Carpi respira di nuovo: cessano le misure antismog d'emergenza


Carpi respira di nuovo: cessano le misure antismog d'emergenza

Da domani, sabato 24 gennaio, la città di Carpi potrà finalmente tirare un sospiro di sollievo. Cessano infatti le misure emergenziali contro lo smog che avevano limitato la circolazione ai veicoli più inquinanti, inclusi i diesel Euro 5. La decisione arriva dopo che i valori di PM10 sono rientrati sotto i limiti di legge, come confermato dalle previsioni dell'Arpae.

Il ritorno alla normalità

Con la fine dell'allerta smog, Carpi torna alla manovra antismog ordinaria, quella che accompagna i cittadini per tutto il periodo invernale dal 1° ottobre al 31 marzo.
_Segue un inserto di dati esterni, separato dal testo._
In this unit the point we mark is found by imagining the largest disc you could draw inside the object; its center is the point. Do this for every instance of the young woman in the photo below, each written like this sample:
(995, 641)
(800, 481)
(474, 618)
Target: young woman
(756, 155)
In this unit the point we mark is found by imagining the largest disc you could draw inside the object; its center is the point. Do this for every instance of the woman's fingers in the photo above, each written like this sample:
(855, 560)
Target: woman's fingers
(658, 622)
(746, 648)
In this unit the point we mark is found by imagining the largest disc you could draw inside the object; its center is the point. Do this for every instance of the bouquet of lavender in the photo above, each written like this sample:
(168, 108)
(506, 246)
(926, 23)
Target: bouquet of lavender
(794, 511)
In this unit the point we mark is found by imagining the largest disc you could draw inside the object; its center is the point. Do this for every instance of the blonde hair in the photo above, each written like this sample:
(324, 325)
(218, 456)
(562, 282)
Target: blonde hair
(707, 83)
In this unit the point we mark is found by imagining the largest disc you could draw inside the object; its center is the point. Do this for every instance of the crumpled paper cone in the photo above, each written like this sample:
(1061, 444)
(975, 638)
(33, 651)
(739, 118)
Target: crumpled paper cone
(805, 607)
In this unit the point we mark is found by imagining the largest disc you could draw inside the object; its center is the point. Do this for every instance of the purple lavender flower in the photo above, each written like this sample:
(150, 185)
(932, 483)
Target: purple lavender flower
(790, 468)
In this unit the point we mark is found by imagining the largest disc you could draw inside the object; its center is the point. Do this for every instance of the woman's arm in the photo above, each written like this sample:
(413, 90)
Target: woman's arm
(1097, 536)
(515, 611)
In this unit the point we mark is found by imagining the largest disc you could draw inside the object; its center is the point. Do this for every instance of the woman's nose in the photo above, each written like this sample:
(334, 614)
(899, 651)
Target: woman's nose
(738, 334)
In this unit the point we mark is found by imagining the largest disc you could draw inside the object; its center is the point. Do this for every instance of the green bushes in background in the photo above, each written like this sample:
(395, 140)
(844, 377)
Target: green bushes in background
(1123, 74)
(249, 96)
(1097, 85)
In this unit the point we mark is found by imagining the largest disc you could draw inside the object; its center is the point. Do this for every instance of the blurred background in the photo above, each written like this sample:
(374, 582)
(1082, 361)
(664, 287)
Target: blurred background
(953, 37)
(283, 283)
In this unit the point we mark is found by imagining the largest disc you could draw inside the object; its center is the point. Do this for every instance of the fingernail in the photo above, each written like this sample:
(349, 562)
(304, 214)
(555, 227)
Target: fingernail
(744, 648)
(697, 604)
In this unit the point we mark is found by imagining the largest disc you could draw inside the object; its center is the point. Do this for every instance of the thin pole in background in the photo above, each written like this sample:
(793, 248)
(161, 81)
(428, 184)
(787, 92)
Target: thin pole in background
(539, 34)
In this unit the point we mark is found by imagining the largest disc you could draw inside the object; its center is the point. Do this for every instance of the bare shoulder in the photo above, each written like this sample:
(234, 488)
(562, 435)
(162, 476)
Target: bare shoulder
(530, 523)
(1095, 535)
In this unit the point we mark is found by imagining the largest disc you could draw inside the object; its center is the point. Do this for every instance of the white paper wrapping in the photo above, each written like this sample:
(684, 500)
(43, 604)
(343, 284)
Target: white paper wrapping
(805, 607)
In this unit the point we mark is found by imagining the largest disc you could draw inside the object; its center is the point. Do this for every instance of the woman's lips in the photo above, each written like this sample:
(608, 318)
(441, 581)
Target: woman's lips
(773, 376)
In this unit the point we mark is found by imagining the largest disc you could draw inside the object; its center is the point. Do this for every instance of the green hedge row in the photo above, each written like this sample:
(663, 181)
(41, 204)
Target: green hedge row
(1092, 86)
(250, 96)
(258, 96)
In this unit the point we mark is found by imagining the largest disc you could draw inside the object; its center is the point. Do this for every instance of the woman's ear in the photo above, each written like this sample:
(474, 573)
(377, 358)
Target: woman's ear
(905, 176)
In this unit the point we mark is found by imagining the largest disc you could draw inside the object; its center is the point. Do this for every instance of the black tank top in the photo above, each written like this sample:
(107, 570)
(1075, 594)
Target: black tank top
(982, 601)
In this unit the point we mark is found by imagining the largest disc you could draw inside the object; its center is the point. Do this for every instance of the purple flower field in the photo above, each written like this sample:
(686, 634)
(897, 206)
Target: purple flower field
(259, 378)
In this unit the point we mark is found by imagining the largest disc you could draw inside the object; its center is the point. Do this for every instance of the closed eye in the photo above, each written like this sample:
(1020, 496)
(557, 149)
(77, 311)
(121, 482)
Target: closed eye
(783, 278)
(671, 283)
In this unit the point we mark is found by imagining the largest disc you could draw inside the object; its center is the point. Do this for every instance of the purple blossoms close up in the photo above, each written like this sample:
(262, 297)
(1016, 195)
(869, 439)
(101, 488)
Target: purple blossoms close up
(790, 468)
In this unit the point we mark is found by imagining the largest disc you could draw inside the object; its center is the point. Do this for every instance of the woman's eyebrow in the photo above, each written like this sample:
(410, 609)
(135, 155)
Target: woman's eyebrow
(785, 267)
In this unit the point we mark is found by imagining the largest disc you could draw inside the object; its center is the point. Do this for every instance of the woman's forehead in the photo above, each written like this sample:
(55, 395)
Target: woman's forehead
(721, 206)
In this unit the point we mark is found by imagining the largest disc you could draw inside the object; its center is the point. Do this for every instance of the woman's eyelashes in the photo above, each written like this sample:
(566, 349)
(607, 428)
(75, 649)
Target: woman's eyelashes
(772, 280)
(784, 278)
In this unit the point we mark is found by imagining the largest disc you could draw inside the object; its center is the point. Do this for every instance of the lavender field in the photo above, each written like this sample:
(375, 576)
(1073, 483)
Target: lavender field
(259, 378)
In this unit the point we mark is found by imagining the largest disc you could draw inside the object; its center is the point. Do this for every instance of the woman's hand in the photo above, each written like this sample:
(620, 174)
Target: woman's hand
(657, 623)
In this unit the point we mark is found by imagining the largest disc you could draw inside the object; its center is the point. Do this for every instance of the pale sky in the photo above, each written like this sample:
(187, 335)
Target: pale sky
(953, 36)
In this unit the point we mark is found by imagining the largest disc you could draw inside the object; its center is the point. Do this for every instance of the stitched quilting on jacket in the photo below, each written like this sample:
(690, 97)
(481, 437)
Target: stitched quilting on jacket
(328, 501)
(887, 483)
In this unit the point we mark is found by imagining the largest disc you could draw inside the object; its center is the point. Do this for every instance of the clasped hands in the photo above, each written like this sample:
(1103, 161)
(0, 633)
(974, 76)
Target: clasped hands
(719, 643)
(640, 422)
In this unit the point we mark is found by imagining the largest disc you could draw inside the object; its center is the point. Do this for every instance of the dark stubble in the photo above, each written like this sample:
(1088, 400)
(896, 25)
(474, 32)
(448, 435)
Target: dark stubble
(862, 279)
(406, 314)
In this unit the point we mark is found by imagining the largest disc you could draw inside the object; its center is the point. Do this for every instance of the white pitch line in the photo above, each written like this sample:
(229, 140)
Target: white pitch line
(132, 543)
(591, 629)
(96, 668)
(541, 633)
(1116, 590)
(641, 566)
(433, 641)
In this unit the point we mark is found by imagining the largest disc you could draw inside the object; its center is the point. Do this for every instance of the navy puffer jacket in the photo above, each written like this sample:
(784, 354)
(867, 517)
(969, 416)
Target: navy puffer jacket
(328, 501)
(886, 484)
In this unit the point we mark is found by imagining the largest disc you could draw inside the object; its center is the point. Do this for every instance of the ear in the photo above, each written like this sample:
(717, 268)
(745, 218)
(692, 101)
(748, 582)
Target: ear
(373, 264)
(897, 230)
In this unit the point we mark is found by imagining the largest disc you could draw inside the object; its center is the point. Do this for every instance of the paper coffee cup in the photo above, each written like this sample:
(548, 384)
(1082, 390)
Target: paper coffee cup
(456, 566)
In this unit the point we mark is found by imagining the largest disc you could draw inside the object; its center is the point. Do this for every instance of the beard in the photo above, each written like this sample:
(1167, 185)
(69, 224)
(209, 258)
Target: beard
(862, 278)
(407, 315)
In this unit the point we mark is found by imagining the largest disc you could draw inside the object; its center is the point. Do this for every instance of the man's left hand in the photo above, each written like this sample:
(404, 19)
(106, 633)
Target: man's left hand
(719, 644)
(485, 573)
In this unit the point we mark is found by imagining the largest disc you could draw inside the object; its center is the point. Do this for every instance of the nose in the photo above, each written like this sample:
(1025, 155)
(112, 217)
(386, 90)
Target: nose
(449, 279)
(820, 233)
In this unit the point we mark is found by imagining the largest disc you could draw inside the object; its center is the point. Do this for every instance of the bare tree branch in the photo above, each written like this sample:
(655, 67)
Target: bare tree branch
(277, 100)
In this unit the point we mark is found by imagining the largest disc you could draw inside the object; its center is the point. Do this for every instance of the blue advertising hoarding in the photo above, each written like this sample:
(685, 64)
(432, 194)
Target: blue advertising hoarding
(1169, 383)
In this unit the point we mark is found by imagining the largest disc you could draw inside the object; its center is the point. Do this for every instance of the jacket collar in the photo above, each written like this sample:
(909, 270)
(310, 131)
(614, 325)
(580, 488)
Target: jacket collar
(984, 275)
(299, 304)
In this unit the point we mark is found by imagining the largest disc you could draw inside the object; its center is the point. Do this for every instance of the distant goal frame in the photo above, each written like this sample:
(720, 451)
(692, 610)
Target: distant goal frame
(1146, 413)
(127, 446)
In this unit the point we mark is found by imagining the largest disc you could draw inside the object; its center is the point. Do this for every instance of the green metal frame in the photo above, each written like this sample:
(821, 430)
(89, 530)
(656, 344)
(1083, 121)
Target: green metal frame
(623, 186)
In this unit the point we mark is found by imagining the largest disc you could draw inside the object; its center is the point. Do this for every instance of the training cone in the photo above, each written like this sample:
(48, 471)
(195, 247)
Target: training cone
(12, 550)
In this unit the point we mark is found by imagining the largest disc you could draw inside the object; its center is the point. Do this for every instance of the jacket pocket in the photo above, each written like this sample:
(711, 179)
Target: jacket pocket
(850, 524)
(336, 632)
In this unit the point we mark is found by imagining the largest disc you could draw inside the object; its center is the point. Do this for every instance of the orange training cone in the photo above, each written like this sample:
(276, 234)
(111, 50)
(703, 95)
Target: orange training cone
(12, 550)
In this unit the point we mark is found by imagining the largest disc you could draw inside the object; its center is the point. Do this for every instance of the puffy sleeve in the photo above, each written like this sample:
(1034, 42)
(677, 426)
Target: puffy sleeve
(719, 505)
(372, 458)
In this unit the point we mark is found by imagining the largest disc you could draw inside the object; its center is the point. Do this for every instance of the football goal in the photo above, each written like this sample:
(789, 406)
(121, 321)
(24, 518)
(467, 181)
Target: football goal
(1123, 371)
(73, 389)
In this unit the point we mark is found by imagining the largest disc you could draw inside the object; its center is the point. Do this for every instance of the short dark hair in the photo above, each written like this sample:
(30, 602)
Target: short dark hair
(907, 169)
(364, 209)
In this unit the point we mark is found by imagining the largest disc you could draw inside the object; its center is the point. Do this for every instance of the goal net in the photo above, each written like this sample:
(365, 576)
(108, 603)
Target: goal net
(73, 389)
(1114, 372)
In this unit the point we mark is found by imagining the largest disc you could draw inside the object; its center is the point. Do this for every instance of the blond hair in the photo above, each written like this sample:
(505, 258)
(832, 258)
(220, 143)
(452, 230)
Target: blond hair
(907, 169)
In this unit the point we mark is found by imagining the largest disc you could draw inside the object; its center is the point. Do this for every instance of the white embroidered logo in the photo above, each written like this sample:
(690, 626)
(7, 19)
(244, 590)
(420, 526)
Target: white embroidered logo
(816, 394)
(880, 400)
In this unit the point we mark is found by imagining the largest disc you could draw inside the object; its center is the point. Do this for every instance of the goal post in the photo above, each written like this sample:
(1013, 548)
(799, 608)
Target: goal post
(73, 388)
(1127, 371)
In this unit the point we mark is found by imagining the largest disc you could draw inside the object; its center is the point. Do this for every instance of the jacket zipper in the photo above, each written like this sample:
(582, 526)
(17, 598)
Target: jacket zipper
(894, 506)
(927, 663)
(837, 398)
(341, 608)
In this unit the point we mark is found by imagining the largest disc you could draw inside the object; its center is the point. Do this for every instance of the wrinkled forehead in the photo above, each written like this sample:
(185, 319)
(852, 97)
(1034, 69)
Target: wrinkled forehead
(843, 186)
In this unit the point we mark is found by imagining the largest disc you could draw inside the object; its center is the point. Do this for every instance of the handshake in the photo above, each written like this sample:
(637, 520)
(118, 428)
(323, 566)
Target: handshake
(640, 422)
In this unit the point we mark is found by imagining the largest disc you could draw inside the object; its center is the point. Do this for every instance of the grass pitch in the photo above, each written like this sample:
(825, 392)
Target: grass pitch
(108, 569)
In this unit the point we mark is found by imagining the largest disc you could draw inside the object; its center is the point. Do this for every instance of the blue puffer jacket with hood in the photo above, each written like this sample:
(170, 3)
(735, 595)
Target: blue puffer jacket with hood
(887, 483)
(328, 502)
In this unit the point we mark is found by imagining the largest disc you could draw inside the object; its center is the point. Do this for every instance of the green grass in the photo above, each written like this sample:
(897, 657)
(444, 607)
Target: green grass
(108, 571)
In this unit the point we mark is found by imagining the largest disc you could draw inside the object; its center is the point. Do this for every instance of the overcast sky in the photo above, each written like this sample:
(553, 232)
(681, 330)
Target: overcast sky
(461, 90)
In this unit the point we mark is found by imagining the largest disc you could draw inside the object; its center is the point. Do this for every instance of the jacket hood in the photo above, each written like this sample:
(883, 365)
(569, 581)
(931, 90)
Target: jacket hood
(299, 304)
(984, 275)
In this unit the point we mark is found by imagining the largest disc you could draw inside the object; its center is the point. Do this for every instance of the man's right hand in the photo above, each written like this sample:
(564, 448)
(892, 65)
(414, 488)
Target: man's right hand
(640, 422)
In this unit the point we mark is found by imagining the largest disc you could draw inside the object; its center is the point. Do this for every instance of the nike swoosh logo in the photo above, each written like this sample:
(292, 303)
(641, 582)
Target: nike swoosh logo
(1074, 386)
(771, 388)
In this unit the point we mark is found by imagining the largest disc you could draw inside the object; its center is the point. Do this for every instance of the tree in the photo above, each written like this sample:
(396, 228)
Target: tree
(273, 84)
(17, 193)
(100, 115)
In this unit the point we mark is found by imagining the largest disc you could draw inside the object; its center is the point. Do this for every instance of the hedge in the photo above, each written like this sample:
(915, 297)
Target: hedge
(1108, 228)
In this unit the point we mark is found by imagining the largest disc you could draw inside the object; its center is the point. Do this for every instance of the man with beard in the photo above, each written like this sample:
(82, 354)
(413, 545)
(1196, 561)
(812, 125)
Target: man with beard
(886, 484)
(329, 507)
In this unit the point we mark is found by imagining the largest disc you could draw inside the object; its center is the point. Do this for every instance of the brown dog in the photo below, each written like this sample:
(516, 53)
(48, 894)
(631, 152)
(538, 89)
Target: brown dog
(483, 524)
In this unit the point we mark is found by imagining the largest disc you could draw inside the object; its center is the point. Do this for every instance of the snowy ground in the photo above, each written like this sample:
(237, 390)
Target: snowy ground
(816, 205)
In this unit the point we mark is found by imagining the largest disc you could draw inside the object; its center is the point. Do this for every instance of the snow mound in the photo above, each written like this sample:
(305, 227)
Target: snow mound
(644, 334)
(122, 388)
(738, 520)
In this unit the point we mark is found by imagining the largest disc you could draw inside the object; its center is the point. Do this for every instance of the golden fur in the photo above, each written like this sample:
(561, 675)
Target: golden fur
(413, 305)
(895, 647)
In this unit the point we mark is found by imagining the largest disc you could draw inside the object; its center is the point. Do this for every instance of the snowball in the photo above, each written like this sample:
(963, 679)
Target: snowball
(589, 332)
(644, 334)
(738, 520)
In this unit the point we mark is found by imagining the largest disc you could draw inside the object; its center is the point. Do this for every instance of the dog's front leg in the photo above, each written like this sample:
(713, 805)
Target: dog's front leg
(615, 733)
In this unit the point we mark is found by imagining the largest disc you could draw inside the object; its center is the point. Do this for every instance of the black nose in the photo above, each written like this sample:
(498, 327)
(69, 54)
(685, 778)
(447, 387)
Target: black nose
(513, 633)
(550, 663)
Le regole sono più leggere rispetto all'emergenza: dal lunedì al venerdì, dalle 8.30 alle 18.30, restano fermi solo i veicoli più vecchi e inquinanti. I sabati tornano liberi per tutti i veicoli, mentre domenica 25 gennaio sarà domenica ecologica, con restrizioni estese anche ai diesel Euro 5.

Chi può circolare e chi no

Nella manovra ordinaria, dalle 8.30 alle 18.30 nei giorni feriali, non possono circolare nell'area delimitata dalle tangenziali: .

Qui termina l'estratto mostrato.